The US music industry so far successful attempt to shut down playlist sharing website Muxtape may provide it with only a temporary respite following the release of open source software that allows just about anyone to create a similar service.

Muxtape went offline last week following a complaint by the Recording Industry Association of America (RIAA), which said that it did not have the necessary licences to stream the music from users’ playlists.

Now OpenTape promises to provide anyone running a web server with the tools to create their own playlist-based streaming service. And unlike Muxtape, the new services would not have to host any music themselves, making it much more difficult for the RIAA and others to close them down. Instead the software can point to music files hosted anywhere on the internet.

OpenTape’s origins are a mystery, but there are indications that Muxtape‘s founders may have had a hand in its development. They share a common publishing platform, Tumblr, and the code for OpenTape bears a resemblance to some of Muxtape’s source.

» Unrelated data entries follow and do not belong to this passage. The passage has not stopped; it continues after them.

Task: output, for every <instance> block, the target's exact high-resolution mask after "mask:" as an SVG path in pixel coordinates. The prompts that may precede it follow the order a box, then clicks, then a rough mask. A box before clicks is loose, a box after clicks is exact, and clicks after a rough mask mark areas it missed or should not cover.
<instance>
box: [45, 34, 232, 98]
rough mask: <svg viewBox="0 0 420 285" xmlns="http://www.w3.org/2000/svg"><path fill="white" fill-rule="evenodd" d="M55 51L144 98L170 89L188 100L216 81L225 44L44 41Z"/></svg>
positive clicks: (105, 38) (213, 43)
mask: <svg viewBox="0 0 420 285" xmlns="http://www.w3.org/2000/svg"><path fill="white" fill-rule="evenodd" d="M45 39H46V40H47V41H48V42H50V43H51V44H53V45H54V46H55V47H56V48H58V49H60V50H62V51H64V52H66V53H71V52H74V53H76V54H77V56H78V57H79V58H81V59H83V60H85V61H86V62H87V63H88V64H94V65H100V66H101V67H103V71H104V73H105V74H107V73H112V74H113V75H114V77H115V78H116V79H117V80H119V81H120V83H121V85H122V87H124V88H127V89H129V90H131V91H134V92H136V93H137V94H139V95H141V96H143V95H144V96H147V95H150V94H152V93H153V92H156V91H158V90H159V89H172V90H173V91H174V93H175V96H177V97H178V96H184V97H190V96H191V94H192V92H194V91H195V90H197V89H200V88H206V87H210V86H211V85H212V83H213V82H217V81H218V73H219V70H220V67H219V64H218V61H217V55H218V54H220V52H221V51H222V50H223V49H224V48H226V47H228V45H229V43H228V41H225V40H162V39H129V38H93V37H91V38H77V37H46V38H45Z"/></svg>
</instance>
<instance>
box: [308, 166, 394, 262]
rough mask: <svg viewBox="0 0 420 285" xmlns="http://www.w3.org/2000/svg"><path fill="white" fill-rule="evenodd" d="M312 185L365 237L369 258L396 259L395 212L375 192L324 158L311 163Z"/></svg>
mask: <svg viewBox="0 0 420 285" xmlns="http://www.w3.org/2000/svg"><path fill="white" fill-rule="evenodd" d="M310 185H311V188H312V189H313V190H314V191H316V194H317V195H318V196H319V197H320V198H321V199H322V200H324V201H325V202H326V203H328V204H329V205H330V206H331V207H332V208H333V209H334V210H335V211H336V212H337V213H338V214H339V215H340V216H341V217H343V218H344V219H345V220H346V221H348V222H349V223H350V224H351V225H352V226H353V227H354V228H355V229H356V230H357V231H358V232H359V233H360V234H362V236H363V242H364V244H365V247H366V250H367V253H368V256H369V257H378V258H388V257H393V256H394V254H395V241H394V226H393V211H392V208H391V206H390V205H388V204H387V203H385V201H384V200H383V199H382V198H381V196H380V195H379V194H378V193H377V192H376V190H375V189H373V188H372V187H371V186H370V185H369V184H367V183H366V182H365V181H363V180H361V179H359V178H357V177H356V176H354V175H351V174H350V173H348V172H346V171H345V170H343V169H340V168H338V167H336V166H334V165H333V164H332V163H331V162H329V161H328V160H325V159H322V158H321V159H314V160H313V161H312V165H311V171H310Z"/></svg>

Should Opentape take off, the music industry could find itself pursuing dozens of websites, only to find others sprouting up all the time.

“It puts the record industry trade organisation in the position of having to play whack-a-mole as mixes pop up on numerous clone sites using the open source software,” as Valleywag notes.

In that, there are strong similarities to the situation that the industry found itself in following the closure of the original Napster file sharing service.

Legal action by record companies closed Napster in 2001. Like Muxtape, Napster hosted music files itself without the permission of rightsholders. But as its closure became inevitable, it was already being succeeded by p2p technologies such as FastTrack, which powered Kazaa, that enabled sharing without a centralised repository of files — users shared the music stored on their own computers. And the subsequent surge in music sharing has so far proved impossible to stem, despite the music industry’s legal and educational efforts.